Savages
Savages Universal

Savages is a return to form for Oliver Stone, who reminds us of his Natural Born Killers days in this viscious film about love, drug cartels and consequences.

From the outset, viewers are treated to the visual mastery Stone is famous for, as he swoops along the coast of Laguna Beach to introduce us to the ménage à trois at the center of the action in Savages.

Blake Lively plays O, the flowing blonde beauty at the center of Chon (Taylor Kitsch) and Ben (Aaron Johnson)'s lives. The pair produce some of the best ganja in the world, and O -- named for Shakespeare's damaged Ophelia -- smokes it, screws them both, and completes a trio of stoned, loving contentment.

Nice set-up, but this being a Stone flick, something gory and violent has to start happening pretty quickly, and he doesn't disappoint. Just a few scenes in, after Chon and O have finished a vigorous romp and O has lit up the bowl in her post-orgasmic bliss, Chon -- a cold-blooded former U.S. Marie turned surfer/pothead -- gets an e-mail from a Mexican drug cartel bearing video of decapitated heads, red animated blood and creepy merengue music.
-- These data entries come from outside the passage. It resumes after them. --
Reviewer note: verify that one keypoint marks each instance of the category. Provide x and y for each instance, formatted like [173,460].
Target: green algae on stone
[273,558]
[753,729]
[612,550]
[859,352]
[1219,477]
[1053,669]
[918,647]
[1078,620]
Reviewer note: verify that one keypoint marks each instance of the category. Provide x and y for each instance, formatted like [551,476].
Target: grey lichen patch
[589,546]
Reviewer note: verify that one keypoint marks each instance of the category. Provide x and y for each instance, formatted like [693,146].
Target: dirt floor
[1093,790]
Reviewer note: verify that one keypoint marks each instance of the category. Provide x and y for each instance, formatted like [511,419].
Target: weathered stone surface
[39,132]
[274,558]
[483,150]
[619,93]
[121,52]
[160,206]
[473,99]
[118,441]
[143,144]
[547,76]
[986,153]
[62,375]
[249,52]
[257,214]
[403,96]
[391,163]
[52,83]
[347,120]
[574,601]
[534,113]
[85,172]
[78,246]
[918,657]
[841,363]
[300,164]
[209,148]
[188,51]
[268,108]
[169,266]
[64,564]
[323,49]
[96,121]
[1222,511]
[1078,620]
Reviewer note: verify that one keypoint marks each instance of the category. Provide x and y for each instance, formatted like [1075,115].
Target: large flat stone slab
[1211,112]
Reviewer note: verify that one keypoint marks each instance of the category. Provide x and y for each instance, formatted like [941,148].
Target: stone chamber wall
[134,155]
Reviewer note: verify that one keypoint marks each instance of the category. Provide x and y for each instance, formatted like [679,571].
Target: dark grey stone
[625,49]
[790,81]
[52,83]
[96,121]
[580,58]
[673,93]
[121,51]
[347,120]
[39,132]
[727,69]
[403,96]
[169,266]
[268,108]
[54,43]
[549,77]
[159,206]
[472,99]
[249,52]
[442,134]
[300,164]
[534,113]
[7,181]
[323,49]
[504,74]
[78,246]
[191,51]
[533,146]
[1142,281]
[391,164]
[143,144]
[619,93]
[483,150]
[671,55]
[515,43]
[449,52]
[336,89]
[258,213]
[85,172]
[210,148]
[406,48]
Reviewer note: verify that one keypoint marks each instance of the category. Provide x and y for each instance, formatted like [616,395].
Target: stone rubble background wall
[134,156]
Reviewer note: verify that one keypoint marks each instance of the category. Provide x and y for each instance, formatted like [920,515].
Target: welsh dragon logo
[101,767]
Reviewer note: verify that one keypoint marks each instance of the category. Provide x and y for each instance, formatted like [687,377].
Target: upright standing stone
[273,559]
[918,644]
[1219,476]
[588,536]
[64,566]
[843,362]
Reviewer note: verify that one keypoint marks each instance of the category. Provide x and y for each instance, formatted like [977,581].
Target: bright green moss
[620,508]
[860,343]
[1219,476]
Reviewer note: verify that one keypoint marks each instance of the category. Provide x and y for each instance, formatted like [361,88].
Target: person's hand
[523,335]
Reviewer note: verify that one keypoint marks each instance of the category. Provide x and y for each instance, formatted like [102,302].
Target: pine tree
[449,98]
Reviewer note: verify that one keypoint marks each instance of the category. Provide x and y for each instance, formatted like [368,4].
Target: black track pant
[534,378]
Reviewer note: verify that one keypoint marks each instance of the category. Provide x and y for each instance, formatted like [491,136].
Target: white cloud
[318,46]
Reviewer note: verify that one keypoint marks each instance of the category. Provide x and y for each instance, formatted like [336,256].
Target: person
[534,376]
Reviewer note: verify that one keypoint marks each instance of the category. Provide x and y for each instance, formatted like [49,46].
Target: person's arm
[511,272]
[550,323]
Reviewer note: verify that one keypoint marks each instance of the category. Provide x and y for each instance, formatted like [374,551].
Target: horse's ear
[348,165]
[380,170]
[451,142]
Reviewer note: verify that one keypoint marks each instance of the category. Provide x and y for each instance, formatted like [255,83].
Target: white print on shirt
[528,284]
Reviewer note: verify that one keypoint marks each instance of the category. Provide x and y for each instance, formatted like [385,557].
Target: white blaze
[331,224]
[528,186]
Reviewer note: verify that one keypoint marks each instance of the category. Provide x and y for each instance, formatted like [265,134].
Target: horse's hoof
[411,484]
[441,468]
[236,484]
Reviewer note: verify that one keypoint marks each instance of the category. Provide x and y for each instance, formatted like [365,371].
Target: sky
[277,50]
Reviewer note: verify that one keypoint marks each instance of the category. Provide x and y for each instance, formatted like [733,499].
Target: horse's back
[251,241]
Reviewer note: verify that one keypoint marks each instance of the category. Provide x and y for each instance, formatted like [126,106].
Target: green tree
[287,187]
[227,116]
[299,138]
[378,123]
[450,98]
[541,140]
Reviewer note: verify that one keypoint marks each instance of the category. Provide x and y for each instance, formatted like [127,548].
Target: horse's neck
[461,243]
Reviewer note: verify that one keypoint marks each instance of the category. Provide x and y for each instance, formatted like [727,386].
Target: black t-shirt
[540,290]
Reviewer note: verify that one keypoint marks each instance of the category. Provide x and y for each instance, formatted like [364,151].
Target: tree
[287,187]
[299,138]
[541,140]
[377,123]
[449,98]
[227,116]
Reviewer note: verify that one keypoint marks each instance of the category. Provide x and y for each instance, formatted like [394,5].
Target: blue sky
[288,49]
It's an invitation to meet with the cartel and cut a deal.

From there, we meet a cast of sordid characters, from the aging, corrupt DEA agent played perfectly by John Travolta to the murderous socipath played so chillingly by Benicio del Toro, to the cold, maniacal cartel mastermind Salma Hayek portrays convincingly.

The plot is a rip-roaring ride back and forth between Cali and Mexico, as the American suppliers and cartel enforcers navigate the high-stakes game of drugs, kidnapping, murder and deceit that the drug trade has become.

Like Hunter S. Thompson does in his classic The Kentucky Derby is Decadent and Depraved, Oliver Stone -- through the masterful screenplay of writer Don Winslow -- shows us that in judging the savages around us, we often become them ourselves.

By the end of the film, Chon and Ben are just as bad as the cartel members they fight so hard to defeat, kidnapping a girl, setting a man on fire and staging high-stakes attacks. But in a twist on that standard theme, Stone leaves us with some empathy for the duo, as no bad deed they commit comes un-provoked by the cartel -- or so Chon and Ben want desperately to believe in order to come out of the situation not just with their lives, but with some small remaining shred of their souls.

It's an interesting psychological premise: to what extreme will we go when left with no alternative, though it's one we've seen time and again. Oliver Stone, however, being Oliver Stone, is able to make this basic conceit seem fresh and relevant, with no small amount of help from Winslow and the deftly-crafted screenplay.

Savages is Oliver Stone back on his game, and with the all-star cast, sleek cinematography and gritty screenplay, it's the first must-see he's had in years.